Dengan terpaksa akhirnya Alsha hanya bisa menurut, benar! yang ia tahu selama ini sang nenek tak pernah ingin di bantah.

Wanita tua yang akrab disapa dengan sebutan nenek Diah itu berjongkok dihadapan Alsha yang duduk disofa, mengobati luka gadis itu dengan obat sederhana yang ia miliki dirumahnya.

"Sha, sepertinya lukanya cukup dalam, apa tidak sebaiknya kita periksakan ke Dokter saja?"

"Tidak usah nek, ini hanya luka kecil, Alsha rasa cukup diolesi obat merah saja lukanya akan segera sembuh."

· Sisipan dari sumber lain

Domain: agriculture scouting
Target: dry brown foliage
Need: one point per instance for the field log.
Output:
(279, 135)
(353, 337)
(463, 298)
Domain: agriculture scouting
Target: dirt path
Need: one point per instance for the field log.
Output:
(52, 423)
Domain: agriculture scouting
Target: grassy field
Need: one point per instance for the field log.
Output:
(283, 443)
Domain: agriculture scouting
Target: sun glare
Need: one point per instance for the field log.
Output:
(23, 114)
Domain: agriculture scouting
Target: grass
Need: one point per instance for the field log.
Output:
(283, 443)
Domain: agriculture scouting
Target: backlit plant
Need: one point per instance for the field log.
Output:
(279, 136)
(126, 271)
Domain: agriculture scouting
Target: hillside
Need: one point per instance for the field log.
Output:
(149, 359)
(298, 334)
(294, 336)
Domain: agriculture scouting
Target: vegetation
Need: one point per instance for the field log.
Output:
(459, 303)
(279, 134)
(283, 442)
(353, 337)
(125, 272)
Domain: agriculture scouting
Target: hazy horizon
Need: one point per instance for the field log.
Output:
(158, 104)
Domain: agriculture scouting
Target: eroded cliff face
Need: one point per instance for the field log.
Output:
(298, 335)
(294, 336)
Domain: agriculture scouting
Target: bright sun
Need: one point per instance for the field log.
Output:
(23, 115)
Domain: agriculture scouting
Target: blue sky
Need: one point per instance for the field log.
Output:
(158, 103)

"Baiklah, tapi setelah ini kamu juga harus meminum obat Sha, nenek akan siapkan untukmu."

"Terimakasih nek."

"Sama-sama sayang."

Alsha menatap nanar punggung sang nenek yang perlahan menghilang dibalik pintu pembatas antara ruang tengah dan dapur, hanya dia satu-satunya orang yang ia miliki saat ini.

Ia memiliki keluarga, memiliki saudara dan seorang Ayah, namun ia merasa seperti benalu yang tak diinginkan kehadirannya.

*

*

Hari pernikahan

Disebuah ruangan besar, yang sudah disulap menjadi bak taman bunga, sepasang pengantin yang baru saja menyelesaikan janji suci dihadapan sang pencipta saling melempar senyum kearah para tamu undangan yang hadir diacara resepsi pernikahan tersebut.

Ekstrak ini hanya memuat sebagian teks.